Perjalanan dengan isi kepala yang riuh. Untung saja, tidak kebablasan. Aku segera turun dari angkutan kota yang berhenti tepat di depan gerbang utama rumah sakit. Gedung rumah sakit ini masih khas dan begitu kentara terlihat sebagai bangunan peninggalan masa penjajahan Belanda. Dinding-dindingnya yang kokoh dan tinggi masih bertahan. Bahkan sebuah pintu besi di salah satu sisi, dibiarkan tetap di posisinya. Mengingatkanku pada bangunan rumah tahanan yang kerap muncul di film-film. Dengan satu pintu keluar yang berukuran kecil. Pas setinggi dan selebar satu orang dewasa.

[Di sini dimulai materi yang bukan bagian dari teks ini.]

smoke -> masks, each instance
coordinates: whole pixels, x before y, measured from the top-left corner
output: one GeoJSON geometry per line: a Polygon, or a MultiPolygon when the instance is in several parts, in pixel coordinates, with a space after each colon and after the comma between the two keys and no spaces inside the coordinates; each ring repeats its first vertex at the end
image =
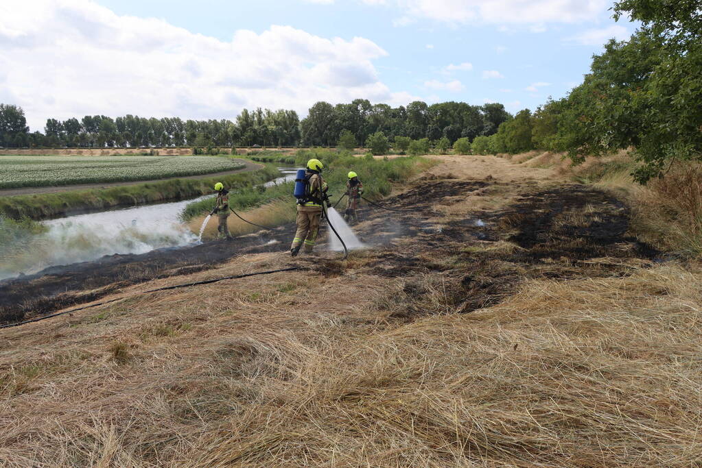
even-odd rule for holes
{"type": "MultiPolygon", "coordinates": [[[[347,249],[349,250],[354,250],[355,249],[362,249],[366,247],[366,245],[356,237],[356,235],[354,234],[351,227],[346,223],[346,221],[344,221],[344,219],[340,214],[339,214],[338,212],[333,208],[329,208],[326,213],[329,216],[329,222],[331,222],[334,226],[334,228],[336,229],[336,232],[341,236],[341,238],[344,240],[344,243],[346,244],[347,249]]],[[[340,252],[344,249],[343,246],[341,245],[341,242],[331,228],[329,229],[328,235],[329,237],[330,249],[335,252],[340,252]]]]}
{"type": "Polygon", "coordinates": [[[45,221],[46,232],[29,235],[4,250],[0,280],[31,275],[50,266],[97,260],[105,255],[145,254],[183,247],[197,236],[178,216],[189,202],[80,214],[45,221]]]}
{"type": "Polygon", "coordinates": [[[197,237],[176,223],[95,224],[63,221],[34,235],[22,249],[3,259],[0,280],[30,275],[58,265],[97,260],[105,255],[145,254],[163,247],[193,244],[197,237]]]}

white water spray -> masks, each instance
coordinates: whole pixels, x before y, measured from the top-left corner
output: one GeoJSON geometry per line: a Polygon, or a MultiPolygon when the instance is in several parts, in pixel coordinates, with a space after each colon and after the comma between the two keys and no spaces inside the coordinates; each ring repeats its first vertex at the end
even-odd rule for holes
{"type": "Polygon", "coordinates": [[[207,227],[207,223],[209,221],[210,218],[212,217],[211,214],[208,214],[205,220],[202,221],[202,226],[200,226],[200,234],[197,236],[197,242],[202,242],[202,233],[205,232],[205,228],[207,227]]]}
{"type": "MultiPolygon", "coordinates": [[[[334,228],[336,229],[336,232],[339,233],[341,238],[344,240],[344,243],[346,244],[346,248],[349,250],[353,250],[355,249],[362,249],[366,247],[366,245],[359,240],[356,235],[354,234],[353,230],[346,221],[344,221],[343,217],[339,214],[333,208],[329,208],[326,210],[326,214],[329,216],[329,222],[333,225],[334,228]]],[[[331,250],[336,252],[340,252],[344,249],[344,247],[341,245],[341,242],[339,238],[336,237],[333,231],[329,229],[328,235],[329,236],[329,248],[331,250]]]]}

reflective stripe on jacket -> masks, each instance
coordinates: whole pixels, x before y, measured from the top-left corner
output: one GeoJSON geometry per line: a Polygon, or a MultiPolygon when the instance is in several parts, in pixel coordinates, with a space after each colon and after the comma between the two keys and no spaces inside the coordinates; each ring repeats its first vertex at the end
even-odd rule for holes
{"type": "Polygon", "coordinates": [[[225,190],[217,194],[217,212],[220,214],[229,214],[229,192],[225,190]]]}

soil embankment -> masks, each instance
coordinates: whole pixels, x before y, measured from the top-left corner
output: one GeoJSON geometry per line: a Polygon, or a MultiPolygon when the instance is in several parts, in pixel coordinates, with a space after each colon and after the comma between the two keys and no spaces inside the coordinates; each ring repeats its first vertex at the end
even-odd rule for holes
{"type": "MultiPolygon", "coordinates": [[[[444,165],[449,168],[451,163],[444,165]]],[[[484,170],[477,163],[472,174],[484,170]]],[[[456,300],[466,303],[462,310],[470,311],[492,303],[494,291],[508,294],[519,281],[531,276],[608,275],[611,268],[593,259],[650,261],[655,256],[627,235],[626,207],[601,191],[577,184],[554,185],[548,179],[517,181],[491,174],[465,180],[460,177],[465,168],[453,169],[444,174],[434,170],[415,181],[413,187],[383,202],[401,212],[370,206],[362,209],[365,221],[357,230],[365,243],[380,249],[377,260],[368,261],[370,273],[403,277],[441,272],[451,277],[456,300]],[[477,209],[482,203],[498,206],[477,209]]],[[[492,169],[508,174],[511,168],[492,169]]],[[[230,242],[53,267],[0,282],[0,315],[6,320],[33,317],[95,300],[126,285],[216,268],[244,254],[285,251],[293,232],[294,226],[289,225],[230,242]]],[[[336,261],[327,254],[318,268],[340,268],[336,261]]]]}
{"type": "Polygon", "coordinates": [[[288,226],[0,283],[6,320],[115,300],[0,331],[0,459],[696,464],[702,273],[605,192],[440,160],[382,202],[401,211],[364,204],[346,261],[326,233],[291,259],[288,226]]]}

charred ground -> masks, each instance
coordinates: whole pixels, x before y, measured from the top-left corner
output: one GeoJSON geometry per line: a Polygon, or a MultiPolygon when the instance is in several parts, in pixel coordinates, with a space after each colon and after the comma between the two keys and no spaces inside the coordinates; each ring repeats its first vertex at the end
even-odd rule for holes
{"type": "MultiPolygon", "coordinates": [[[[399,294],[414,298],[409,302],[416,306],[397,311],[402,317],[419,311],[470,312],[508,296],[529,278],[626,275],[633,265],[651,263],[658,256],[628,234],[624,203],[583,185],[544,189],[528,181],[430,174],[382,204],[396,211],[362,209],[357,230],[372,248],[352,259],[366,274],[403,280],[399,294]],[[496,192],[511,202],[474,210],[465,201],[469,195],[475,200],[496,192]],[[442,212],[446,207],[453,208],[452,214],[442,212]],[[442,283],[442,298],[428,308],[432,287],[418,278],[430,275],[430,284],[442,283]]],[[[239,255],[284,250],[293,232],[289,225],[232,242],[106,256],[4,281],[0,317],[4,323],[15,322],[95,301],[127,286],[212,268],[239,255]]],[[[346,268],[331,254],[298,263],[324,275],[343,275],[346,268]]]]}

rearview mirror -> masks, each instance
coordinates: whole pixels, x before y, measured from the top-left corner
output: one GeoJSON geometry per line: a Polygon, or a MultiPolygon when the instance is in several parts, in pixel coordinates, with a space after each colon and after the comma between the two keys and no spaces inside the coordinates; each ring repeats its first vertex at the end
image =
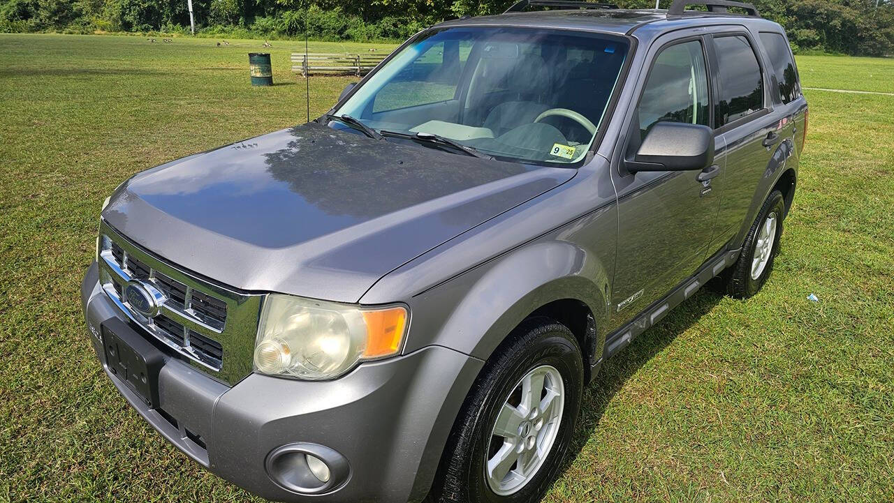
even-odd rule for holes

Aku mesti bertanya beberapa kali pada orang-orang di sekitar sana. Kebingungan di mana pintu masuk menuju ruangan rawat inap. Ah, coba Ami kuajak. Namun, lagi-lagi aku lebih memilih menuruti kata hati, untuk tidak lagi melibatkannya. Satu kali pun sesudah hari itu. Bukan hanya karena aku tidak mau membuatnya ikut-ikutan pusing, akan tetapi aku merasa akan ada banyak sesuatu yang muncul di hadapan nanti. Aku tidak bisa membahayakan dirinya. Melihat Viona yang diangkat dan dibawa masuk ambulance saja, sudah cukup membuatku lemas. Kurasa, aku tidak akan mampu melihat yang lebih dari hal itu.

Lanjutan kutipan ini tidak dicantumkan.